Elle est prélevée à la source sur la plupart des revenus, à l’exception des prestations sociales et familiales. Elle est recouvrée par les URSSAF pour la partie revenus d’activité et par l’administration fiscale pour la partie revenus du patrimoine.

Initialement fixé à 1,1 %, son taux est passé à 2,4 % en 1993, à 3,4 % en 1996 et à 7,5 % en 1998.

En 2015, les principaux taux sont de :

  • 7,5 % sur les revenus d’activité et assimilés ;

  • 6,6% sur les pensions de retraite et de préretraite ;

  • 6,2% sur les revenus de remplacement ;

  • 8,2 % sur les revenus du patrimoine et de placement (rentes viagères, plus-values…)."

http://www.vie-publique.fr/decouverte-institutions/finances-publiques/protection-sociale/financement/qu-est-ce-que-csg.html


 

Je conclue à partir de ces trois épisodes et de leur lecture, que la question de l'unité est très mal posée par M Etcheverry.

Elle ne peut, à la façon de Mélenchon, se résumer à un ralliement de tous les acteurs du mouvement social à un seul point de vue porté par une avant-garde (soi-disant) éclairée.

Elle doit au contraire être travaillée, ce qui est plus exigeant sans doute, mais certainement plus fructueux et potentiellement porteur d'un vrai consensus collectif, dans la confrontation honnête des points de vue et la construction de compromis acceptables par tous.

Cela suppose de cesser d'opposer un camp des "vrais révolutionnaires", purs et omniscients, à celui des affreux "réformistes", malhonnêtes ou manipulés, qu'il s'agit de dénoncer ou de rallier à la "vraie vérité".

Accepter de ne pas porter tous seuls la vérité, c'est aussi cesser de prêter le flanc à une critique méritée : celle d'être arrogants et sectaires. Une critique sans doute blessante, et qui explique ce besoin de reconnaissance jamais satisfait, cette hypersensibilité à la critique dont sont porteurs de nombreux militants communistes.

Mais cela suppose une curiosité aux points de vue des autres, dont je suis heureux de constater qu'elle est aujourd'hui beaucoup plus répandue dans les nouvelles générations du PCF. Mais dont je dois regretter qu'elle soit plutôt absente chez les partisans de la France Insoumise.

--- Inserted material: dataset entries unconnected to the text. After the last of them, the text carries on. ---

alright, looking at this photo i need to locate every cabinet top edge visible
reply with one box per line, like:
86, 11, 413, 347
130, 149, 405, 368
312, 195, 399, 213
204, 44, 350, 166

Une première question non posée : les changements dans la production et la répartition de la richesse.

Au-delà du changement dans le mode de financement symbolisé par la CSG, la question qui est posée tant par les exonérations successives de charges "patronales" sur les bas salaires, que par la part croissante prise par la part "salariale" par rapport à la part "patronale" (ce qui est un pur effet d'affichage visant à "conscientiser le salarié" sur le coût de la solidarité...c'est-à-dire à le dissuader d'être solidaire), tout comme par la "fraude patronale" aux cotisations, est celle des changements intervenus dans les "chaînes de valeur" et la façon dont la richesse est aujourd'hui extraite et répartie.

 

Il y a clairement aujourd'hui une crise du "rapport salarial" tel qu'il s'était stabilisé durant les "trente glorieuses " (1945-1975).

Elle va au-delà d'une simple question de "rapport de forces" entre patrons et salariés, qui constitue pour M Etcheverry l'alpha et l'oméga de toute solution sociale.

Si les syndicats, en France comme dans les autres pays, sont aujourd'hui si faibles, et singulièrement les syndicats de "lutte de classes" comme la CGT, ce n'est pas seulement pour des raisons "idéologiques" (pour M.Etcheverry, la CGT a abandonné la "lutte idéologique" en acceptant de gommer de l'article 1 de ses statuts la "socialisation des moyens de production et d'échanges" pour être admise à la Confédération Européenne des Syndicats, "une confédération qu'il n'a jamais vu appeler à manifester nulle part"(sic)...).

L'affaiblissement des syndicats est le produit d'un mouvement d'ensemble de l'économie globalisée qui a restructuré profondément la chaîne de production de la valeur.

 

Force est de constater que c'est chez Benoît Hamon ou dans les débats que suscitent ses propositions que je trouve une réflexion sur ce sujet, et pas chez JL Mélenchon.

 

Ainsi du très intéressant échange dans "Philosophie magazine" n°108 d'avril 2017 entre B. Hamon et Pierre-Yves Gomez sur le thème du "revenu universel et la valeur travail".

 

Pierre-Yves Gomez est un philosophe du travail, qui explique très bien dans son auto-présentation pourquoi sa réflexion est issue d'un vécu personnel (p 11).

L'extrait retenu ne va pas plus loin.